Hacker News new | past | comments | ask | show | jobs | submit login
The Baked Data architectural pattern (simonwillison.net)
70 points by edward on July 29, 2021 | hide | past | favorite | 23 comments



It’s good to finally have a name for this pattern. The first time I was aware of it, and the most ambitious implementation of it, was probably at Roomkey. I heard about it from Colin Steele, who was CTO, and who wrote 2 detailed posts about this (I helped edit this article):

https://www.google.com/amp/s/www.colinsteele.org/post/231037...

Colin wrote:

Similarly, Matt Mitchell, a senior developer at Room Key now, came to me saying, "Colin, there’s this tool called Solr, and I think it will make searching our hotel database much easier." Again, I can only shake my head at what happens when you hire smart people, treat them like adults, and actually listen to what they come up with. Solr quickly went from a piecewise solution to our searching needs to something far more interesting. In our problem domain, stale reads of certain data are tolerable, and exploiting that was a lever we could pull. Eventually, we ended up baking an instance of Solr/Lucene directly into our individual application processes, making it possible to achieve true linear horizontal scalability for the application.

As of this writing, we’re on track to having 9 million uniques a month, from zero at the start of 2012. We did so with absolutely no fuss, no late nights, no hand wringing, and a laughably small amount of additional opex spend. But I digress.


Next.js (and probably its competitors) does this same thing (https://nextjs.org/docs/basic-features/data-fetching#getstat...), just much more elegantly and modularly, allowing you to work with any headless CMS while still maintaining the benefits of a static, "baked" dataset that gets deployed alongside static code. It just caches API responses at build time into local JSON.

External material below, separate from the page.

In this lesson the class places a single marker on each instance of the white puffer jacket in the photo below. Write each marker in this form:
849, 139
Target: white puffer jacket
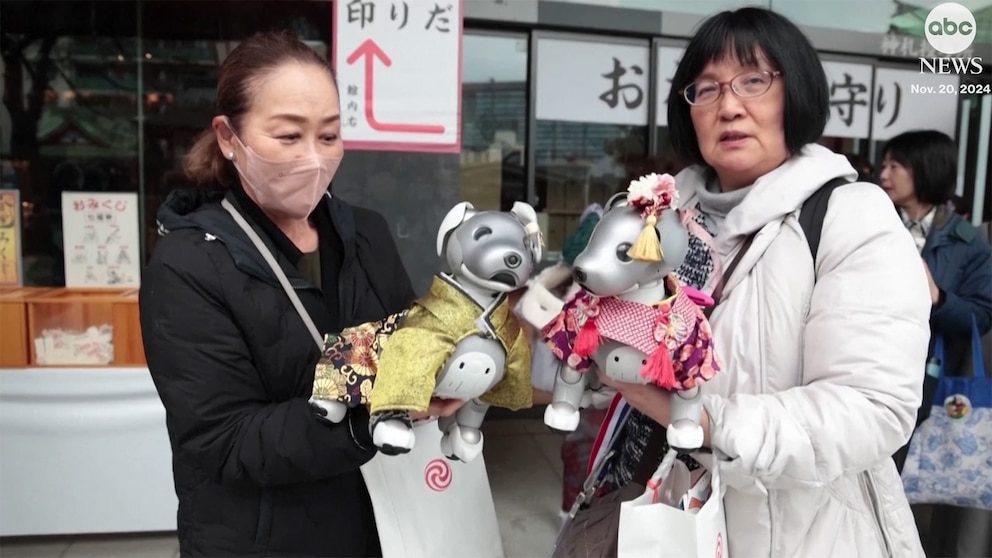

The thing is, no matter how you bake the data, it has to be edited somewhere. That "somewhere" is rarely good as Markdown files or or SQLite for all but the most trivial implementations. In real-world mid-sized websites, content editors want something easier to work with. Having an actual CMS, even if it's just a decapitated Wordpress, makes their lives much easier. And you can still get the benefits of baked data.

With incremental static regeneration (https://www.smashingmagazine.com/2021/04/incremental-static-...), you also get the benefit of post-build on the fly revalidation and "rebaking" without requiring a full rebuild, courtesy of a server that checks for data updates in the background and rebuilds only the affected pages.

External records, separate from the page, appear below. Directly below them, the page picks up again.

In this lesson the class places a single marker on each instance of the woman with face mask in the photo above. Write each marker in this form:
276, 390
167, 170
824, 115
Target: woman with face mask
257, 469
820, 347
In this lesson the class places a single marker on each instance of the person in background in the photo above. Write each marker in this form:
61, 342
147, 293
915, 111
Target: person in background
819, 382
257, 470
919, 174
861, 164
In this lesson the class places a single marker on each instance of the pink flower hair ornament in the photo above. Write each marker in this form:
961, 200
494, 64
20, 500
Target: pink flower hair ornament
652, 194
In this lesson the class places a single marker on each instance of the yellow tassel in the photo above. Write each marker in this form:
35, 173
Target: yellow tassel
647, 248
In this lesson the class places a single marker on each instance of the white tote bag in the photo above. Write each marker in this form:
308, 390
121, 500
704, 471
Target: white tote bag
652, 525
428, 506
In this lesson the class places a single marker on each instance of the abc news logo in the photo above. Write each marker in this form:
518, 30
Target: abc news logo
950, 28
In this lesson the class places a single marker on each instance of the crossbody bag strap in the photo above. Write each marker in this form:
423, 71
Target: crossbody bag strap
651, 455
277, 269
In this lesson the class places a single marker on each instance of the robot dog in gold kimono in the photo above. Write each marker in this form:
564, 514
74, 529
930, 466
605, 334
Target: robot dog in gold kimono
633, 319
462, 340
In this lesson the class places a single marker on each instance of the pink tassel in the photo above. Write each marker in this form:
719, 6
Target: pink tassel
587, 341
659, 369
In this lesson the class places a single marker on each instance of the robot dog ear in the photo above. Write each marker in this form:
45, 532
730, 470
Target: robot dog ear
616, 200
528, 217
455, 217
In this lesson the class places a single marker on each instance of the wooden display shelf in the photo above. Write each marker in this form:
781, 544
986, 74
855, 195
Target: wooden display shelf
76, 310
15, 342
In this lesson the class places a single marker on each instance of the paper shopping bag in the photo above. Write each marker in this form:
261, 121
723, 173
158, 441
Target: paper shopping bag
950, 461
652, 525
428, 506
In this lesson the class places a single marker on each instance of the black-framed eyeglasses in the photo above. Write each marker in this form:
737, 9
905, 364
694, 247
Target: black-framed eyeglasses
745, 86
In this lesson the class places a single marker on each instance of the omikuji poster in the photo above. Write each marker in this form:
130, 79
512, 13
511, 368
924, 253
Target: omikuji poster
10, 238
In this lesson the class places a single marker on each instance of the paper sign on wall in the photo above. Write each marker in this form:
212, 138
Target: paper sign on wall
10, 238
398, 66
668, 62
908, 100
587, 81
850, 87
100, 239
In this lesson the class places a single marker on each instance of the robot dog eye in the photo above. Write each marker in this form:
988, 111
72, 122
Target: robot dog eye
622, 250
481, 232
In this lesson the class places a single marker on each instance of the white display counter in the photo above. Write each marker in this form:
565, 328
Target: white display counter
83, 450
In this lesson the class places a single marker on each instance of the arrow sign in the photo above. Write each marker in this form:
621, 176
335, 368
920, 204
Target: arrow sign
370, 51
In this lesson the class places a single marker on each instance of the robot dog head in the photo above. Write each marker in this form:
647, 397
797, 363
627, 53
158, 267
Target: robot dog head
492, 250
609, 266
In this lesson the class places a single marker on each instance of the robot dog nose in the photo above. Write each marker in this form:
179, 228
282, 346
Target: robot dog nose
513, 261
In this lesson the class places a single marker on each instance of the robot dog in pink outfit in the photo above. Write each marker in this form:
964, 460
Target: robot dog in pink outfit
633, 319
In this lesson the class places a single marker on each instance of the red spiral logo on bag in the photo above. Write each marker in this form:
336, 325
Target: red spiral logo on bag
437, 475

There's nothing to stop you implementing a WordPress-style CMS as part of this pattern, then baking its database on every deploy and shipping that as a copy.

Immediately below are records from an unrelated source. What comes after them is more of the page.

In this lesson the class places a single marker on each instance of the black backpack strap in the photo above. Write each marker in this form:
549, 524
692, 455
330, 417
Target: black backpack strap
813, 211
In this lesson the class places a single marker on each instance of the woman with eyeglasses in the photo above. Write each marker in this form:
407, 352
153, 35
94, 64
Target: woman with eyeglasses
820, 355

It means users won't get instant deployment of their edits though, which depending on your use-case may be a non-starter.

The Mozilla.org site I reference in the article appears to use Django (potentially with the Django Admin CMS tool) to manage the data, but then bakes and distributes a SQLite file with the data that has been managed by Django.


> It means users won't get instant deployment of their edits though, which depending on your use-case may be a non-starter.

That's what the "incremental static regeneration" I mentioned does. Every time the data changes, Next.js catches it within your specified revalidation period, and then rebakes only the affected pages by updating their local caches. It's magical.

Better still, with this system, you never have to manage the database layer yourself. There is a CMS, yes, but if you go headless in the cloud, that's someone else's scaling problem. Any edits, whether at build time or subsequently, get baked into static HTML + JS that can be served from any CDN.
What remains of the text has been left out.